Rudedog, I'd try the NT model for $199 first. It's capacity is 1500 lbs, so it should easily handle a couple hundred lbs from a few rounds. I'm curious as to why you prefer this over a wagon.

Don <><


----------



## Bushmans (Jan 19, 2012)

I know it sounds weird but have you tried a sled with no snow? I have a Jet sled designed for ice fishing. It is about 10 inches deep and mad of very tough plastic. I reinforced the pull cord with large washers so it won't pull through the holes. Leaves are pretty slippery and anyone walking the side of a hill in the late fall can attest to this.
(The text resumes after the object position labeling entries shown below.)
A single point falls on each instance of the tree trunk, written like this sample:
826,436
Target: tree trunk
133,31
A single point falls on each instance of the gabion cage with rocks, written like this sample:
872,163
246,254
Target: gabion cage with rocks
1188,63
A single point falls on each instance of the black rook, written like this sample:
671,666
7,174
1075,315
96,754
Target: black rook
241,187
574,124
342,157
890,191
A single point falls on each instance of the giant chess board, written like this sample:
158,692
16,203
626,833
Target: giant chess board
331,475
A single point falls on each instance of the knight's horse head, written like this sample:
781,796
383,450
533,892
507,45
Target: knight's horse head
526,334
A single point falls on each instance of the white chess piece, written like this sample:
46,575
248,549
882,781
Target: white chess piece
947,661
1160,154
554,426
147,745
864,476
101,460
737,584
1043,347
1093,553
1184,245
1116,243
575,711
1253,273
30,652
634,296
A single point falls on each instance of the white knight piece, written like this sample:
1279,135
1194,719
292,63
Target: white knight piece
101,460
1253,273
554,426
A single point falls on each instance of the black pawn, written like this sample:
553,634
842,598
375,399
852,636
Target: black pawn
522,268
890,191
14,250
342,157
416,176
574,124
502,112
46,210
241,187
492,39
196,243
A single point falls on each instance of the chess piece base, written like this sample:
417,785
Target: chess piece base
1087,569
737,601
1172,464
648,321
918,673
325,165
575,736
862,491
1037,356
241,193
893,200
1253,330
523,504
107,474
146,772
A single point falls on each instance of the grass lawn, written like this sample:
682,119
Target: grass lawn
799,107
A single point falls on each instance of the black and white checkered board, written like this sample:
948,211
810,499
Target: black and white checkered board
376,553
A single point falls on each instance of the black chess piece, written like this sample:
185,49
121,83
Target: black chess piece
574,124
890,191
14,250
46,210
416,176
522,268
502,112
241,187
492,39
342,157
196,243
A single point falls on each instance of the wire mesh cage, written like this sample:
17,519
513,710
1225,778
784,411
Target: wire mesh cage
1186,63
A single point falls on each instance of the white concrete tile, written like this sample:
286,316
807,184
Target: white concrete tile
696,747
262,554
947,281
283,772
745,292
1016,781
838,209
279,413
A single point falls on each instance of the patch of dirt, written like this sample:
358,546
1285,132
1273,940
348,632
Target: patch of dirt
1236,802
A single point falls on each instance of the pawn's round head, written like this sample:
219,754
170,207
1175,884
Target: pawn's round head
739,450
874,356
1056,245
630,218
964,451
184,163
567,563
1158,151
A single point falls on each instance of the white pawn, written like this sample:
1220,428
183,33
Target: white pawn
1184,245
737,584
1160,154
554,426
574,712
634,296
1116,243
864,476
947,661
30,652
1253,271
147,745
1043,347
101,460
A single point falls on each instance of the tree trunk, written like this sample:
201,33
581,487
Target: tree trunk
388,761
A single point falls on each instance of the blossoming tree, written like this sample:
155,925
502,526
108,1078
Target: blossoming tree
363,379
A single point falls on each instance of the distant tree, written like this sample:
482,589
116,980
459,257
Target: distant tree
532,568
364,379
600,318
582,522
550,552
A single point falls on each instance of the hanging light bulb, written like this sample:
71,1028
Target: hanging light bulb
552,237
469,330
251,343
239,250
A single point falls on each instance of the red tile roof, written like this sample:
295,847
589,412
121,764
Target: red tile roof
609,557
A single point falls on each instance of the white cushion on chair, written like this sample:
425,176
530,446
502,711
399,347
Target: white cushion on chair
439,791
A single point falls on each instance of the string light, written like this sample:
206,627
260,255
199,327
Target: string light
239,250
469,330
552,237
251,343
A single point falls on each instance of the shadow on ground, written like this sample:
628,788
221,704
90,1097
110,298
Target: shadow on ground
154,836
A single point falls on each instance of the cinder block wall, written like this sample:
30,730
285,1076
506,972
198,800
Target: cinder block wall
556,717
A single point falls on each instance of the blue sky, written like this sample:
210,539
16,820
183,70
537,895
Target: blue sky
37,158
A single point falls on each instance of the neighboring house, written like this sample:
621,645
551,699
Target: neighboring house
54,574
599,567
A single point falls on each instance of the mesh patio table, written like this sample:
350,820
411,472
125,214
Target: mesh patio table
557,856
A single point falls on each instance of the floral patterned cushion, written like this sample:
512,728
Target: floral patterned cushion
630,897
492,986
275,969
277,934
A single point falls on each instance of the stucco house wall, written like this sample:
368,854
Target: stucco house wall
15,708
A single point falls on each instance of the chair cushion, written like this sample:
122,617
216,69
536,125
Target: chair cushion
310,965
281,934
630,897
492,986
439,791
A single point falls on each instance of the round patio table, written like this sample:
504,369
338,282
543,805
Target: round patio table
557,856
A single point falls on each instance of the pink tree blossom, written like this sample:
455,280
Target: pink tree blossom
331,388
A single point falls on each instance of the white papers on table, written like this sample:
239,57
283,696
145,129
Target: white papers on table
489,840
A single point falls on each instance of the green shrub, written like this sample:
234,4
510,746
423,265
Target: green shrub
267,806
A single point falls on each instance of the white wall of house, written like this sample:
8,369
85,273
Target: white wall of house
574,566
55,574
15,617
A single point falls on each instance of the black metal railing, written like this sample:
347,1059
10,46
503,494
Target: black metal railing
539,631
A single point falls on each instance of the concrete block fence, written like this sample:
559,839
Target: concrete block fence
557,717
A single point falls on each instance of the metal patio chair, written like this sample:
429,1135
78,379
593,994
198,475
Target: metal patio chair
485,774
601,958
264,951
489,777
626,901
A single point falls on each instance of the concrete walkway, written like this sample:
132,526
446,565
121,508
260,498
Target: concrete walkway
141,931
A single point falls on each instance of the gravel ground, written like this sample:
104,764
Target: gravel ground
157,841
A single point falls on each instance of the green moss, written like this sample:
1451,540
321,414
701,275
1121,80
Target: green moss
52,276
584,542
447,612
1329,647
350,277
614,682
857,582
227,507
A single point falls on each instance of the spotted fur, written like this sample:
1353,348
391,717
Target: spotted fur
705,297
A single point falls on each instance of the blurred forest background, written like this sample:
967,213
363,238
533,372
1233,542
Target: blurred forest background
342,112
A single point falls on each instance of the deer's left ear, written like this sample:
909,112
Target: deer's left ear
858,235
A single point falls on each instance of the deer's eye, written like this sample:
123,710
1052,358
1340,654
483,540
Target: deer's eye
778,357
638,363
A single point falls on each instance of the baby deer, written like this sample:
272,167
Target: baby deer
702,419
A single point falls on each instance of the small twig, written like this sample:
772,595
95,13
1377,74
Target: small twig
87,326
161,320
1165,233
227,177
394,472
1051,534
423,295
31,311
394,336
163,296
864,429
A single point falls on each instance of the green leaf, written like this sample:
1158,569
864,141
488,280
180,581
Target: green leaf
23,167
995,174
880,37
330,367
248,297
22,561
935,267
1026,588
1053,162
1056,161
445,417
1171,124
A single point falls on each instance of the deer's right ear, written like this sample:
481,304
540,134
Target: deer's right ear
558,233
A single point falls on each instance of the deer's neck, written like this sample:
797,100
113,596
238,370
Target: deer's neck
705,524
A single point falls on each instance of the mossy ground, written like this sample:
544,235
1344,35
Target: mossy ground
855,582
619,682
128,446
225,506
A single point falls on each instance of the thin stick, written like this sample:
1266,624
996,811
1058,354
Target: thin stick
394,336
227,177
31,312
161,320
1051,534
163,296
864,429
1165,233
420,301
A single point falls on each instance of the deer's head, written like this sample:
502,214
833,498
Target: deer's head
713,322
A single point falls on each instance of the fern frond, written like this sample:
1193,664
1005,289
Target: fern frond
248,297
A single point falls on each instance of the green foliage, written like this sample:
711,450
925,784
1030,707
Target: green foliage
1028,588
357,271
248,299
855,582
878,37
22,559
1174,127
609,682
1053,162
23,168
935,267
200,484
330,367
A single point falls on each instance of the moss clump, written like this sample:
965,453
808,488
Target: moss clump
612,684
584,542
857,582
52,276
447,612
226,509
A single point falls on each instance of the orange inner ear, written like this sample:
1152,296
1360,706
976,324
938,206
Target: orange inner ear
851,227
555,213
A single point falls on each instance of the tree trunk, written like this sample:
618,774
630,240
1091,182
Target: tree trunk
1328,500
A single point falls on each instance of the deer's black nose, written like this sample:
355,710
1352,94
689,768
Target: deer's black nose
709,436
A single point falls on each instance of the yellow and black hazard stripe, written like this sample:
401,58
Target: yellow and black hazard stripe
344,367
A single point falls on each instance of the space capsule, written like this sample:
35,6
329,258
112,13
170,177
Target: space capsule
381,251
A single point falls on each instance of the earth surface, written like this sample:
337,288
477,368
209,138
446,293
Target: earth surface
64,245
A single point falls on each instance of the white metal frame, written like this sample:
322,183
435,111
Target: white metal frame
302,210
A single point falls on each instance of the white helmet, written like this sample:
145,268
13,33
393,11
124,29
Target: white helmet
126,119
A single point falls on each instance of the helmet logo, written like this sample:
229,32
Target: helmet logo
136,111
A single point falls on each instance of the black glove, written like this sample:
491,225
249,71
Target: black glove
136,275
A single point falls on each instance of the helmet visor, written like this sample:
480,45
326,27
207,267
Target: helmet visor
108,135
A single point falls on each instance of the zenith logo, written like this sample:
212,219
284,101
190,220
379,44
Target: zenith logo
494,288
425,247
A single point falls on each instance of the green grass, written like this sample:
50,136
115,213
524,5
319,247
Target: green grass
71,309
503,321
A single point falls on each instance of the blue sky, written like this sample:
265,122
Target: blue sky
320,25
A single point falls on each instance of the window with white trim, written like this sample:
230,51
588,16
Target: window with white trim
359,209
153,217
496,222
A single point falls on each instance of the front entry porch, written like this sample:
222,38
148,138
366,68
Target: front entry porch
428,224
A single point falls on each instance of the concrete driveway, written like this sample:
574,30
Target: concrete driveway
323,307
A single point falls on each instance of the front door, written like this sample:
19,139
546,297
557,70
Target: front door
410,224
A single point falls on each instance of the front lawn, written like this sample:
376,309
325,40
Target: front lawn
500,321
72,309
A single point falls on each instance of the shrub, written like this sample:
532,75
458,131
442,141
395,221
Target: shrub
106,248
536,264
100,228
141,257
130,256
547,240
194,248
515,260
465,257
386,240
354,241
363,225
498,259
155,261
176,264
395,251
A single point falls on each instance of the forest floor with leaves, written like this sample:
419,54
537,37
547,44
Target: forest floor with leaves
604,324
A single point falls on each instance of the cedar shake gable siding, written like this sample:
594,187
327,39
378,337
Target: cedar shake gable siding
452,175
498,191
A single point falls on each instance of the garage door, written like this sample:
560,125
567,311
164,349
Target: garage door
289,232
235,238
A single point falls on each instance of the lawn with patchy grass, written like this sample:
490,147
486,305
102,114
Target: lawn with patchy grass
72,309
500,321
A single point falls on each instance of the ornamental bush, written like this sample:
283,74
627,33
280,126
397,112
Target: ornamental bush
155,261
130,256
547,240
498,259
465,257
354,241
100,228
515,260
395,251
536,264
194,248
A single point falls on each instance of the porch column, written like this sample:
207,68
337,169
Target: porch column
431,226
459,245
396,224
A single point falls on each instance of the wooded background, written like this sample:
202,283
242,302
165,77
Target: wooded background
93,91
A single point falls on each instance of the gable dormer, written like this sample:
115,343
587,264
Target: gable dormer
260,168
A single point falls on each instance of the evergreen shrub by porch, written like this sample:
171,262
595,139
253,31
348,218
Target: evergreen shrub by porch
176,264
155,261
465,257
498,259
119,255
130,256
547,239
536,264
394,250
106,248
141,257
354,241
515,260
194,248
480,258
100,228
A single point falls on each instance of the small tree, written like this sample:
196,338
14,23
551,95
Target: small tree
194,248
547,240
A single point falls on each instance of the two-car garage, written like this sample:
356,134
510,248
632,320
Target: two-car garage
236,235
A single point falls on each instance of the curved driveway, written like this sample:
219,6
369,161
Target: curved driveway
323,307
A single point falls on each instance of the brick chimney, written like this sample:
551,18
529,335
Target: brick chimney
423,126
Use them as your snow.
I can load up about 7 or 8 ten inch rounds on the sled and pull them quite easily through the woods without snow. Bonus feature is it flattens all the briars and brambles and before you know it you have a nice clean path. We have snow now so it is even easier and I can load more but I'm telling you it works well. The sled was given to me so I don't know what it cost but I would guess iin the $50 range.
I am also in the process of building a set of wood tongs. I finished the prototype at work today and will be trying it tomorrow. I'll post pics when I do. (If it works) with the tongs you can carry one in each hand. Some places require different methods of course. I like to be prepared.
Just found it cheaper than I thought.
http://www.####ssportinggoods.com/product/index.jsp?productId=11929391&010=SKU-10940318&cid=CSE:&cid=CSE:GooglePLAs&003=4239056


----------



## gtsawyer (Jan 19, 2012)

Bushmans said:


> I know it sounds weird but have you tried a sled with no snow? I have a Jet sled designed for ice fishing. It is about 10 inches deep and mad of very tough plastic. I reinforced the pull cord with large washers so it won't pull through the holes. Leaves are pretty slippery and anyone walking the side of a hill in the late fall can attest to this. Use them as your snow.
> I can load up about 7 or 8 ten inch rounds on the sled and pull them quite easily through the woods without snow. Bonus feature is it flattens all the briars and brambles and before you know it you have a nice clean path. We have snow now so it is even easier and I can load more but I'm telling you it works well. The sled was given to me so I don't know what it cost but I would guess iin the $50 range.
> I am also in the process of building a set of wood tongs. I finished the prototype at work today and will be trying it tomorrow. I'll post pics when I do. (If it works) with the tongs you can carry one in each hand. Some places require different methods of course. I like to be prepared.
> Just found it cheaper than I thought.
> http://www.####ssportinggoods.com/product/index.jsp?productId=11929391&010=SKU-10940318&cid=CSE:&cid=CSE:GooglePLAs&003=4239056



http://www.d<null>ickssportinggoods.com/product/index.jsp?productId=11929391

Why you visiting web sites with nasty words in their name?


----------



## Bushmans (Jan 19, 2012)

gtsawyer said:


> http://www.d<null>ickssportinggoods.com/product/index.jsp?productId=11929391
> 
> Why you visiting web sites with nasty words in their name?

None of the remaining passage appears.